CBD-loaded EC-based LSNs (220–260 nm in diameter, 70–85% entrapment efficiency) were characterized and shown to lack any crystalline regions, implying a uniform distribution of molecular structures in the nanoparticles. In addition, it was possible to show a relationship between the thermal characterization and CBD release profile, showing an effect of the stabilizing lipid. Since the SALA melting point (36 °C) was below the experimental temperature compared to CA (51 °C), it is assumed that SALA was released into the system in its liquid form, facilitating the solubilization of CBD. We have shown that EC-based LSNs were able to deliver CBD into and through rat skin in an in vitro diffusion cell model. The LSNs also showed selective permeation and dissolution properties with respect to the incorporated stabilizing lipid. The melting point of these excipients significantly influenced the permeation and its further physicochemical stability of CBD at the application site. The CA-, LA-, and SALA-stabilized NPs showed a better skin retention of CBD (>3.0 μg/cm²) compared to nanoparticles stabilized with SA (2 μg/cm²), a lipid with a higher melting point relative to the others.
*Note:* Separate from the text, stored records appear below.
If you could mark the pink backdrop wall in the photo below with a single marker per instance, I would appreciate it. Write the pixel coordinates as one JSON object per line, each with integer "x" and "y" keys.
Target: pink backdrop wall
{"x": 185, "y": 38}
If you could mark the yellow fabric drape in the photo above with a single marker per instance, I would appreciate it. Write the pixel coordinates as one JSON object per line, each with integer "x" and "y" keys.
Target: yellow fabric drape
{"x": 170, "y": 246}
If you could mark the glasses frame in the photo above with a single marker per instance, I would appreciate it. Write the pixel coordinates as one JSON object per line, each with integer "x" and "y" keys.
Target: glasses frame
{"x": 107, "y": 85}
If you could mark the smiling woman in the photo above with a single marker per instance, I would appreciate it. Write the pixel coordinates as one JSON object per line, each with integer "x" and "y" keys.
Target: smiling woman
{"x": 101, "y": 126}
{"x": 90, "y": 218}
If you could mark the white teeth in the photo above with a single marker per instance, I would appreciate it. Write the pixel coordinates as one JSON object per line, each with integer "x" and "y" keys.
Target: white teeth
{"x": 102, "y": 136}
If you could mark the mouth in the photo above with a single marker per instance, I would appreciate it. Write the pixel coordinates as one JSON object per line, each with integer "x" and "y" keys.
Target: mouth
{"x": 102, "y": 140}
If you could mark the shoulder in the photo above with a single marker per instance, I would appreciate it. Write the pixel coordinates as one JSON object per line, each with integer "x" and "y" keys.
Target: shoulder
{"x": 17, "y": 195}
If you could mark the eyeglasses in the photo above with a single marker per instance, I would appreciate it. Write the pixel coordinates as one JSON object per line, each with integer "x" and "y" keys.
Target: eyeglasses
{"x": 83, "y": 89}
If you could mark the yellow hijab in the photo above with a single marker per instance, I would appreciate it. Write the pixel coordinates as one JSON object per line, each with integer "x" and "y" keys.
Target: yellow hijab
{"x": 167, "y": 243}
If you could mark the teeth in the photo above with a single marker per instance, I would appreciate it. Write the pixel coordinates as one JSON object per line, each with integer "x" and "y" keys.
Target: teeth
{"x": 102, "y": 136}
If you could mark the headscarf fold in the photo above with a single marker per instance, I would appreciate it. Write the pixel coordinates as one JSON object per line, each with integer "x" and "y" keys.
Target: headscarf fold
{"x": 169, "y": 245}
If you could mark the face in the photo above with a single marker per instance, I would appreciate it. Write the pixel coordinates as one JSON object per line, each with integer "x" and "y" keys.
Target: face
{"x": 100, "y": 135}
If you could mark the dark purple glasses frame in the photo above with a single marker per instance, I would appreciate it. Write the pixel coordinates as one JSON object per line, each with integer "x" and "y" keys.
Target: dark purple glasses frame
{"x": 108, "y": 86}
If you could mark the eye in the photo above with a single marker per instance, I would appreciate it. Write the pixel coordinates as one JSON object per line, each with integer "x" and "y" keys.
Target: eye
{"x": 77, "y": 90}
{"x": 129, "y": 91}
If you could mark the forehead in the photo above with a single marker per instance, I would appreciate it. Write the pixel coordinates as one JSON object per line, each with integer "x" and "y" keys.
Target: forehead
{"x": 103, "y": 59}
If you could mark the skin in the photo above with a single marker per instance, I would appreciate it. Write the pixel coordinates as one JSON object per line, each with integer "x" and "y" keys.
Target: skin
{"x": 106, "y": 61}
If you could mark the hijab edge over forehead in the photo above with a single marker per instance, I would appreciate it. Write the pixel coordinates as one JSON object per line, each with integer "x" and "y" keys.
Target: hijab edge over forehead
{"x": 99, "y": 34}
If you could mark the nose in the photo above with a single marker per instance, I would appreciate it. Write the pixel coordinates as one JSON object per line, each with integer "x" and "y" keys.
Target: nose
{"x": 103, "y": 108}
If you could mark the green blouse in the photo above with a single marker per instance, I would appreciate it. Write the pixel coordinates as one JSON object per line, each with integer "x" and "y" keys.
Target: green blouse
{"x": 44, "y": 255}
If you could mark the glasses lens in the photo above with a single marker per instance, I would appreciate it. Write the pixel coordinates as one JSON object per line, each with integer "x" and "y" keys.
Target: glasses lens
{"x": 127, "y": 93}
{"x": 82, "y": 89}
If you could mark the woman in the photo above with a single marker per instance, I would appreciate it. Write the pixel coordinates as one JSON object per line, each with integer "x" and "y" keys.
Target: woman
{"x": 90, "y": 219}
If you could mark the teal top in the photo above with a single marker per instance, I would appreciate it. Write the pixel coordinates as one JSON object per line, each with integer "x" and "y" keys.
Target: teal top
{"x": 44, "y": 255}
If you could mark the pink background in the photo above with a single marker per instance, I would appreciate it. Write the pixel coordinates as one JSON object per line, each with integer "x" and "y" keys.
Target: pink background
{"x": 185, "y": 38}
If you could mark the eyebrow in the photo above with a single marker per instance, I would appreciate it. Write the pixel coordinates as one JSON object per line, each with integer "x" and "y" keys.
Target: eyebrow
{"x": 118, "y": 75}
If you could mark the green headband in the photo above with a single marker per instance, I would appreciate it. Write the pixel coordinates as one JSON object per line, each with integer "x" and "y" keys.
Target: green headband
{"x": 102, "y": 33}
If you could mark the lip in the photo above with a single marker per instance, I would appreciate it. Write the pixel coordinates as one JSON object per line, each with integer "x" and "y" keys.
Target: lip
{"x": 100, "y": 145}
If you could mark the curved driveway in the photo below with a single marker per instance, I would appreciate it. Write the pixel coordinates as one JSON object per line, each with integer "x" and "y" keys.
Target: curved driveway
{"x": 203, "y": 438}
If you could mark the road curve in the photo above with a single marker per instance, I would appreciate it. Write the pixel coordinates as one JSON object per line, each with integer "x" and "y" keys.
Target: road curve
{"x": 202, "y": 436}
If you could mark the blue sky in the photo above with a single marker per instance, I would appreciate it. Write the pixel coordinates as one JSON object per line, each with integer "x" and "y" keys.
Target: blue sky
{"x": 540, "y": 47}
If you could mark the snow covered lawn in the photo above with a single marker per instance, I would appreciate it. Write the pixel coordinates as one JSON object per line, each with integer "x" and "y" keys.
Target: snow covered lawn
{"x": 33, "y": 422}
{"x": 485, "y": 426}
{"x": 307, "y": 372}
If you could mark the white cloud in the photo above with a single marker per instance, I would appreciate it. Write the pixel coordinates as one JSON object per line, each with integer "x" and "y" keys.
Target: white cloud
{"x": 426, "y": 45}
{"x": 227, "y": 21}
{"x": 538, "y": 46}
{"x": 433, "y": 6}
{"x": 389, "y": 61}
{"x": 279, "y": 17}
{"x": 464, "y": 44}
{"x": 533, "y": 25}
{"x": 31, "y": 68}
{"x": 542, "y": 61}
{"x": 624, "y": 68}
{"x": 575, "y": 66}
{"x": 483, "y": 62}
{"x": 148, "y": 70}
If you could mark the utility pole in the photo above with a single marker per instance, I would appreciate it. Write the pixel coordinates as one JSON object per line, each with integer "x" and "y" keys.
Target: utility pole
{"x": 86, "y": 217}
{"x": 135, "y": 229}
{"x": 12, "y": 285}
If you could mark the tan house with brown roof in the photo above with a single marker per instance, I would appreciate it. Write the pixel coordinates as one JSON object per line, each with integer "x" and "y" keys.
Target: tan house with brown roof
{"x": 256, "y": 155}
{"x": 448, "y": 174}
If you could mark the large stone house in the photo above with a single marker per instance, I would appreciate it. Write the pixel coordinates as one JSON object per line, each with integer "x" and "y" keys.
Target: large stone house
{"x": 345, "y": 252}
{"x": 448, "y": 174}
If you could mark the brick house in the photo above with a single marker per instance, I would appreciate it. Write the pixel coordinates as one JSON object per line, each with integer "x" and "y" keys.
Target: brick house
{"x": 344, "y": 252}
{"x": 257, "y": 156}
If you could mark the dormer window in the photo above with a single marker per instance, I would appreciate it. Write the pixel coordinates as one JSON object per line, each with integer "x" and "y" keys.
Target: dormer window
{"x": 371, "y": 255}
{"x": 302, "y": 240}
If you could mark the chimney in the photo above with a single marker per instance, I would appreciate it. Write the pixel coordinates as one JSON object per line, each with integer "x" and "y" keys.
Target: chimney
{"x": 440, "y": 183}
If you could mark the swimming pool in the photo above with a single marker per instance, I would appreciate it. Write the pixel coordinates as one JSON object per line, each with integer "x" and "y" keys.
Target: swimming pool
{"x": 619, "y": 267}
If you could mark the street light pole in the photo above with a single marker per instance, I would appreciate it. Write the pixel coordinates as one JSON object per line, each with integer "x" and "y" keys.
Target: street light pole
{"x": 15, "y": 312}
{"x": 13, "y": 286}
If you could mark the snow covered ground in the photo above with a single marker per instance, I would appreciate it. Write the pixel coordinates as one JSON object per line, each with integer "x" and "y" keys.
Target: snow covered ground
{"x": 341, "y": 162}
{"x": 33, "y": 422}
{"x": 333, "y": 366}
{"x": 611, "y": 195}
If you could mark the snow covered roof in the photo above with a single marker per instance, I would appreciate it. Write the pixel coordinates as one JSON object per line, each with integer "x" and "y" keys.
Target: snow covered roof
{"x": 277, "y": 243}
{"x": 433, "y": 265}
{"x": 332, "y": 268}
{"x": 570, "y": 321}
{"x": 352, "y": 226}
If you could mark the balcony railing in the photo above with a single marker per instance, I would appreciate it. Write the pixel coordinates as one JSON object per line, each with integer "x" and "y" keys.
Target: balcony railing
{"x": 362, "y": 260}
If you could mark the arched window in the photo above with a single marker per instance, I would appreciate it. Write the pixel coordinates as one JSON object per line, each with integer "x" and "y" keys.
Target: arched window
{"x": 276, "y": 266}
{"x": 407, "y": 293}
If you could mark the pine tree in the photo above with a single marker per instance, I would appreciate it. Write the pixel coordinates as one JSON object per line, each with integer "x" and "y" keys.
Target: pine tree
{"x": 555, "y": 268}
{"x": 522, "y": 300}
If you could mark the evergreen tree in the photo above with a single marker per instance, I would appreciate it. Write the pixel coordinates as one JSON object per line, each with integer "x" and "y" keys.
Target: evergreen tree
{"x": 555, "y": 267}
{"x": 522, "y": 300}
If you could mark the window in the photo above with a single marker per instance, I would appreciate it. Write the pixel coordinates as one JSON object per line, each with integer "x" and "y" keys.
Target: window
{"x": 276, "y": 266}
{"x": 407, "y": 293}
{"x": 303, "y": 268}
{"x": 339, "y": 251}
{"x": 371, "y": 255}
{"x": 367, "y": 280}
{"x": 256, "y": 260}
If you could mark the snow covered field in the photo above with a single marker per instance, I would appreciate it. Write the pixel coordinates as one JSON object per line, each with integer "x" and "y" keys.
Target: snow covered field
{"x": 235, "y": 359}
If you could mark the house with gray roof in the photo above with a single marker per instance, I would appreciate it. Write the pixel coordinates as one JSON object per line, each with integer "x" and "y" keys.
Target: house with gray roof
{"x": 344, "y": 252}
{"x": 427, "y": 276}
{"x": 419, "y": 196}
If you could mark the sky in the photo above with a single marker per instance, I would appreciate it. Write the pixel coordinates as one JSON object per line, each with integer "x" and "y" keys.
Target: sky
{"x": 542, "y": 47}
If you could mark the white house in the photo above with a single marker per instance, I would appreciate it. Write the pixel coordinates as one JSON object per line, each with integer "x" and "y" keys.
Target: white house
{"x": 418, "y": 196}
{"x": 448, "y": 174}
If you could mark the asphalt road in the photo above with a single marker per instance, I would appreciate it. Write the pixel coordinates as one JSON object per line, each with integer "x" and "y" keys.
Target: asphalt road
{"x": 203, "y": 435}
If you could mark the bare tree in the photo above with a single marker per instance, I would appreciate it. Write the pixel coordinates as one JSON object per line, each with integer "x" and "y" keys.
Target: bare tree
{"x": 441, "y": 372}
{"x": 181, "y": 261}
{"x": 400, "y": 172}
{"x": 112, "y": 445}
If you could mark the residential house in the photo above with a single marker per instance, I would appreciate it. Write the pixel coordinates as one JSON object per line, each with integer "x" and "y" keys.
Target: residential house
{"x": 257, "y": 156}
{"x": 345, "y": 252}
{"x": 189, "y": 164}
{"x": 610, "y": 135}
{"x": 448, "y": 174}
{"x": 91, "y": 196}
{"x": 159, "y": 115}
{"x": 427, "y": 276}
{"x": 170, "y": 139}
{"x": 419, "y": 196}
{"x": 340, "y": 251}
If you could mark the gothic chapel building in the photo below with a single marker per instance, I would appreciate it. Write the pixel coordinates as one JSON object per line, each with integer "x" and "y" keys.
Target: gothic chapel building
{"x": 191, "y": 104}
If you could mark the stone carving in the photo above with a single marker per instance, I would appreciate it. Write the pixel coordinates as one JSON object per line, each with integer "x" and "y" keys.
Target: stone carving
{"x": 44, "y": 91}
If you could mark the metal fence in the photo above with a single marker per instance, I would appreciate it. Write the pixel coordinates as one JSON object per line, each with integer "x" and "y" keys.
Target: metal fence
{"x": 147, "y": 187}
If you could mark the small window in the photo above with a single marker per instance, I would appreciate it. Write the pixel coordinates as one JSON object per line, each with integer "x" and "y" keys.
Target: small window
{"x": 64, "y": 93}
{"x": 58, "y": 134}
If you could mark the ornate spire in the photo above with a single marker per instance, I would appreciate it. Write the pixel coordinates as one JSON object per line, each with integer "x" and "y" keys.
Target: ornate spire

Since CA and its formulation have the lowest affinity to CBD, SA-stabilized NPs loaded with CBD have the highest activity in terms of CBD saturation, and consequently, a significantly high percutaneous permeability was obtained after 6 h in a skin permeation study relative to the other LSNs. Considering the applicability of the CBD-loaded LSNs for the treatment of inflammatory conditions, and particularly for psoriasis, it was shown that CBD containing LSNs reduced TNF-α-induced release of pro-inflammatory cytokines, IL-6 and IL-8, in a HaCaT cell model when applied in combination with BSA as a release mediator. It was shown that both cytokines were suppressed by 20–40% after treatment with CBD-loaded LSNs relative to the untreated inflamed cells. These findings emphasize the vital role of stabilizing lipids in CBD-containing nanoparticulate systems. Further in vivo studies remain to be done to practically evaluate LSN potential in pre-clinical and clinical trials.